Two sides of a triangle are 22 and 34.The length of the third side must be greater than ____ and less than ____.

let the third side be x , where x is a positive number

FACT: the sum of any two sides of a triangle must be greater than the third side, so

22+34 > x AND 22+x > 34 AND 34+x > 22

clearly 34+x is always > 22, so for the other two ...

56 > x AND x > 12

or

12 < x < 56

or, you can use a compound inequality.

34-22 < x < 34+22
12 < x < 56

3B

24

The lengths of two sides of a triangle are 22 inches and 17 inches. Find the range of possible lengths for the third side.
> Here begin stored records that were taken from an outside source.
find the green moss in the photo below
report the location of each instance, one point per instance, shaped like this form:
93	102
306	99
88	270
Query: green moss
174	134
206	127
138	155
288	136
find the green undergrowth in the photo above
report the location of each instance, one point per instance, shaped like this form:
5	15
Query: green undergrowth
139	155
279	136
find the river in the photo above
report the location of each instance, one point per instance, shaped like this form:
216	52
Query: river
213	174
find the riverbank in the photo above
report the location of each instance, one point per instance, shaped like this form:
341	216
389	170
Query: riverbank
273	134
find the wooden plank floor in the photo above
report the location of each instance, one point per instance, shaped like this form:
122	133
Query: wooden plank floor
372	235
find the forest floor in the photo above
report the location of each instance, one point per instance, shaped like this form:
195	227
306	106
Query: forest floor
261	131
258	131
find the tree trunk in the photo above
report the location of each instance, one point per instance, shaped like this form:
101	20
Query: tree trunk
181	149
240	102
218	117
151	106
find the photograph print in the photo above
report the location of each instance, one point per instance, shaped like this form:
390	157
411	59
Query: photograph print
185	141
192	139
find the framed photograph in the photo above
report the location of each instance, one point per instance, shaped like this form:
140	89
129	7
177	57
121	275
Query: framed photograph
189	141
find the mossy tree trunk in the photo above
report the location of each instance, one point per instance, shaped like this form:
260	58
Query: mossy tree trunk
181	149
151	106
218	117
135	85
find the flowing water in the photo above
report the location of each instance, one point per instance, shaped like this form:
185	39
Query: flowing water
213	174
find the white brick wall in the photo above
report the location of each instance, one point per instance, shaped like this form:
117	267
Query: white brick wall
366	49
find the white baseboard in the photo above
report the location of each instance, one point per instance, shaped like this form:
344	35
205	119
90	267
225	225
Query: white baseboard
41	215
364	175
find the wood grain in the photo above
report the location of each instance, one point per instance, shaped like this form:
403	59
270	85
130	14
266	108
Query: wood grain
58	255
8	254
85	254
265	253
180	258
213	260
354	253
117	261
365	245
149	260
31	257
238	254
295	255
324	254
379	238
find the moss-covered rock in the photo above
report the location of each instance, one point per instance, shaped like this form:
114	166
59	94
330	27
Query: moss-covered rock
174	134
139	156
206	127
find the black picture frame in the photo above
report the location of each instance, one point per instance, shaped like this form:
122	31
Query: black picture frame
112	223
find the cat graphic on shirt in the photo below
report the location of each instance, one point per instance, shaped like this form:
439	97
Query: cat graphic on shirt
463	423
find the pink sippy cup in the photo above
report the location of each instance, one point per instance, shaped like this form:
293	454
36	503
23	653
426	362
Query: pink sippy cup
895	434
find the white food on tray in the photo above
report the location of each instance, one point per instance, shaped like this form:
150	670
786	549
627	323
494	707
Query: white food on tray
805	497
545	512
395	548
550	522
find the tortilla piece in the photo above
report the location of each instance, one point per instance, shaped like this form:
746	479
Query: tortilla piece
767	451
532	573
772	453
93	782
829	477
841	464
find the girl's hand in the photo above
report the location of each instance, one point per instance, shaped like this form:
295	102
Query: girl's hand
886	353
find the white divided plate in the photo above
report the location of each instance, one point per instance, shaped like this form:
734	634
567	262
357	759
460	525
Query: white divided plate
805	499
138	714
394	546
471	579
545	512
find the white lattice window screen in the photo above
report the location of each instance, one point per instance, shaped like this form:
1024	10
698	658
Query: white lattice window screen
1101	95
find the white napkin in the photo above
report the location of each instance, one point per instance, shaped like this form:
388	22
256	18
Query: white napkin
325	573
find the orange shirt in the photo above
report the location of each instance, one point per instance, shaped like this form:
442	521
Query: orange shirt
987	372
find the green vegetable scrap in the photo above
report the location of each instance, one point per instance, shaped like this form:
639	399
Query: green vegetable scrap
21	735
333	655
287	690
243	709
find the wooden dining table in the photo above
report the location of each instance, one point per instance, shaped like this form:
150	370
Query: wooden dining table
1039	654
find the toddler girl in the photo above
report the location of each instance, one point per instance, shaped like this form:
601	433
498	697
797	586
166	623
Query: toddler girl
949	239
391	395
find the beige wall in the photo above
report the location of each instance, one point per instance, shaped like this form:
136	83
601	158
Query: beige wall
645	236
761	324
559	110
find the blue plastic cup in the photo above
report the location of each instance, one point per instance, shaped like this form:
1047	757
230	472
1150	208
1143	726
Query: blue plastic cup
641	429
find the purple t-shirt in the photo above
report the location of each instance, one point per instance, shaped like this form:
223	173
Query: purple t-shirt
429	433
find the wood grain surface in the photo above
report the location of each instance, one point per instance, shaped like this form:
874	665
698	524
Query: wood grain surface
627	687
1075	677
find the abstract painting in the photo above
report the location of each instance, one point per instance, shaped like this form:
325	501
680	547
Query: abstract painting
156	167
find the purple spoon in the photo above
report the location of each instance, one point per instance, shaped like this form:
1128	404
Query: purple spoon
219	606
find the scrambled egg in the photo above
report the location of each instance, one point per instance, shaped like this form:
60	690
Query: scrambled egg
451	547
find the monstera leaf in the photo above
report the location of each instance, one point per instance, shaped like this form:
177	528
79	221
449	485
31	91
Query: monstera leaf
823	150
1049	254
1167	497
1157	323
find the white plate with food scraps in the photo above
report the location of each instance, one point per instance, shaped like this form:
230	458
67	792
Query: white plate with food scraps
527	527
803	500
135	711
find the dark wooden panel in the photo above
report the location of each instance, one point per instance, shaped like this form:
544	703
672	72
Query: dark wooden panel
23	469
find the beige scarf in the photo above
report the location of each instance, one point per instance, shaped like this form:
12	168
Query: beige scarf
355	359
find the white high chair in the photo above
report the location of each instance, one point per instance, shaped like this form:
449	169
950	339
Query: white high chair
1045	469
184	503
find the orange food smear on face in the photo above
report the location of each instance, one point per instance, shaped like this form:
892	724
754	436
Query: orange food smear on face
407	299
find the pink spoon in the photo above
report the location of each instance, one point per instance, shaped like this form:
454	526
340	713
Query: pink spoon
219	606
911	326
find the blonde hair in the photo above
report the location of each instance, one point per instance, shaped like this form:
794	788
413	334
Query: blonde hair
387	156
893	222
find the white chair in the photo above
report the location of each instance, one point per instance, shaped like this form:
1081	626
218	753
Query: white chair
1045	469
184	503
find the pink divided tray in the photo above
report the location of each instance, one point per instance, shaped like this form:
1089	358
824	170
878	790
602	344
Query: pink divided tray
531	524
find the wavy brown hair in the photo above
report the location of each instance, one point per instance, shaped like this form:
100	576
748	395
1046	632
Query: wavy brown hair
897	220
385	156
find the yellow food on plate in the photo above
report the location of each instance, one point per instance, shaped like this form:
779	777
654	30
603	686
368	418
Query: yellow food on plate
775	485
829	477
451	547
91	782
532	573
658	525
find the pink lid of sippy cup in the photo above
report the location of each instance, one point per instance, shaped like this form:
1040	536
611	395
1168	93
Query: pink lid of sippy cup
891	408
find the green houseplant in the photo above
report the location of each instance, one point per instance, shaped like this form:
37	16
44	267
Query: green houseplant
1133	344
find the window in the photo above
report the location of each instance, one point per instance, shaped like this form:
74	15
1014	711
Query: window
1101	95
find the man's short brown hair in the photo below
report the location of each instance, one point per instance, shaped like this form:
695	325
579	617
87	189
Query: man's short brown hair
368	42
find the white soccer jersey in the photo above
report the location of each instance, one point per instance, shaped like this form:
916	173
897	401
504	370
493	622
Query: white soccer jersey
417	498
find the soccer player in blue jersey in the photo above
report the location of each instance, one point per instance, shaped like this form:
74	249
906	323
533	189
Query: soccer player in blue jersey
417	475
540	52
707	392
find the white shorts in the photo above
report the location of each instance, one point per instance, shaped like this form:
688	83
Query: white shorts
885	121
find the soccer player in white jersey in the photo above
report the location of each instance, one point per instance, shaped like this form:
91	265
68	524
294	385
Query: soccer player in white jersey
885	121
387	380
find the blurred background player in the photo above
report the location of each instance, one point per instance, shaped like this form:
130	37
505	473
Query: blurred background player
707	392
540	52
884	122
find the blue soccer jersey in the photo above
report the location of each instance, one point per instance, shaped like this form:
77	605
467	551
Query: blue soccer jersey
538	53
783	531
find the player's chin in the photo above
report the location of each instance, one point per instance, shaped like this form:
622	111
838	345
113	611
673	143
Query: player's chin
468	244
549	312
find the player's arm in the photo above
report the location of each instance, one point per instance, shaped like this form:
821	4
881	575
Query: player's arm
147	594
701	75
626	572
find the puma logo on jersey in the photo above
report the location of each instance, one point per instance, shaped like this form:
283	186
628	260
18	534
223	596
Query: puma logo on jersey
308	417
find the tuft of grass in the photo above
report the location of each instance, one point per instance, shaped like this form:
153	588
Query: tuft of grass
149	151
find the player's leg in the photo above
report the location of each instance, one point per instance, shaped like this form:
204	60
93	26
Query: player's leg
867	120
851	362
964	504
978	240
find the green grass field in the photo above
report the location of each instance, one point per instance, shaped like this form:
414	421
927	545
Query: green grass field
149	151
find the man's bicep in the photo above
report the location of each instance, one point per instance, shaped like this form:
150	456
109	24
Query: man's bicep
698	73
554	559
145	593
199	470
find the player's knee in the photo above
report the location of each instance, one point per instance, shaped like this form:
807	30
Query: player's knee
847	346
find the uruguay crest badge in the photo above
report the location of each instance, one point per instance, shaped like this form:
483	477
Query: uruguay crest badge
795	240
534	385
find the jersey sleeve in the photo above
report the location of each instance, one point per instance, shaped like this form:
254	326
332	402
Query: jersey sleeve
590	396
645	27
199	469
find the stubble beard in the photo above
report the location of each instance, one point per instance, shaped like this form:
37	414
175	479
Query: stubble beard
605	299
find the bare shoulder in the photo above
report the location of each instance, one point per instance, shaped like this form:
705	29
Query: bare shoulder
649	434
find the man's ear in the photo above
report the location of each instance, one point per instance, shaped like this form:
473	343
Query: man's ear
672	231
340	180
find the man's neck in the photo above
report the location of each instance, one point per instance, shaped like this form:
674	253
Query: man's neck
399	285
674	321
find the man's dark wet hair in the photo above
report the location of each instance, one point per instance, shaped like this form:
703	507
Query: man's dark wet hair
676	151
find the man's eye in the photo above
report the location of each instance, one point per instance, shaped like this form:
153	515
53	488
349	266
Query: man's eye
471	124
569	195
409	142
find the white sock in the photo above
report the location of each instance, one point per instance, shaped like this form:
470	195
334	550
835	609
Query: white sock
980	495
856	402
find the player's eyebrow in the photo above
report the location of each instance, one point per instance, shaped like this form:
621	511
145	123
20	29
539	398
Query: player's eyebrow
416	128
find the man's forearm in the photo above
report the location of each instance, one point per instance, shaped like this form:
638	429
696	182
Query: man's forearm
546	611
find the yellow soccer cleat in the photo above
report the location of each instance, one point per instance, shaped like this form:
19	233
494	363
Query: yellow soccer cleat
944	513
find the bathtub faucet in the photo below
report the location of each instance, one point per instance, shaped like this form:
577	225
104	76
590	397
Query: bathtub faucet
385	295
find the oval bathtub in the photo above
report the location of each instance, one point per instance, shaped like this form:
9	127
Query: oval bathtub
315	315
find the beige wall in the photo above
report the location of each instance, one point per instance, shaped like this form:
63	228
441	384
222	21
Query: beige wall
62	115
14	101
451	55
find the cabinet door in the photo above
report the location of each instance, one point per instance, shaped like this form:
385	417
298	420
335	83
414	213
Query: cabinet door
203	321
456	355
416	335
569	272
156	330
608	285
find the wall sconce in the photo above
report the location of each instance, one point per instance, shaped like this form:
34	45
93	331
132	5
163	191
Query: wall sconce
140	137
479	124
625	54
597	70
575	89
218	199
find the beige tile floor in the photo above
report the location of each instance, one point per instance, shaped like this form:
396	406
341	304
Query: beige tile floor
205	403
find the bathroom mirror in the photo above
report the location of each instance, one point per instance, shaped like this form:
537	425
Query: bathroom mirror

To find the possible range of lengths for the third side of the triangle, you can use the triangle inequality theorem, which states that the sum of the lengths of any two sides of a triangle must be greater than the length of the third side.

Let's apply this theorem to the given information. The two sides of the triangle are 22 and 34.

To find the minimum length of the third side, we need to determine the smallest sum of the two given sides. Adding the two smallest numbers, which are 22 and 34, we get 56. Therefore, the third side must be greater than 56.

To find the maximum length of the third side, we need to determine the largest sum of the two given sides. Adding the two largest numbers, which are 22 and 34, we again get 56. Therefore, the third side must be less than 56.

In conclusion, the length of the third side must be greater than 56 and less than 56.